We’ve all felt the creeping suspicion that something we’re reading was written by a big language model — but it’s extremely difficult to detect. For a few months last year, everyone was convinced that certain words like “dip” or “underline” could throw off the models, but the evidence is slim, and as the models have become more sophisticated, the telltale words have become harder to spot.

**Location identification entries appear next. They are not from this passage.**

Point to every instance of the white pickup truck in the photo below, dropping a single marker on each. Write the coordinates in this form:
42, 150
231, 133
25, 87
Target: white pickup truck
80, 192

But as it turns out, the folks at Wikipedia have gotten pretty good at tagging AI-written prose — and the team’s public guide to “AI Writing Points” is the best resource I’ve found to ascertain whether your suspicions are justified. (Credit to poet Jameson Fitzpatrick, who pointed the document to X.)

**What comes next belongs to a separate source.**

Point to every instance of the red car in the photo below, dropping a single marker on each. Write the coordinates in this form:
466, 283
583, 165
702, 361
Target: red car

Since 2023, Wikipedia editors have been working to get a handle on AI submissions, a project they call Project AI Cleanup. With millions of edits coming in every day, there’s plenty of material to tap into, and in classic Wikipedia editing style, the team have created a hands-on guide that’s detailed and fact-heavy.
First, the guide confirms what we already know: automated tools are basically useless. Instead, the guide focuses on habits and turns of phrase that are rare in Wikipedia but common on the internet in general (and thus, common in the model’s training data). According to the guide, AI submissions will spend a lot of time highlighting why a topic is important, usually in general terms like “a pivotal moment” or “a broader movement.” AI models will also spend a lot of time detailing small media points to make the subject seem noteworthy – something you’d expect from a personal CV, but not from an independent source.
The guide points out a particularly interesting quirk around tail clauses with fuzzy importance assertions. Models will say that some fact or detail “highlights the importance” of some element or other, or “reflects the continuing relevance” of some general idea. (Grammar nerds will know this as “present tense”.) It’s a little hard to spot, but once you can recognize it, you’ll see it everywhere.
There is also a tendency towards vague marketing language, which is extremely common on the internet. The scenery is always picturesque, the views are breathtaking and everything is clean and modern. As the editors put it, it “sounds more like a transcript of a TV commercial.”
The guide is worth reading in its entirety, but I came away very impressed. Before that, I’d say the LLM’s prose developed too quickly to be defined. But the habits highlighted here are deeply embedded in the way AI models are trained and developed. They can be disguised, but it will be difficult to remove them completely. And if the general public becomes more knowledgeable about identifying AI prose, it could have all kinds of interesting consequences.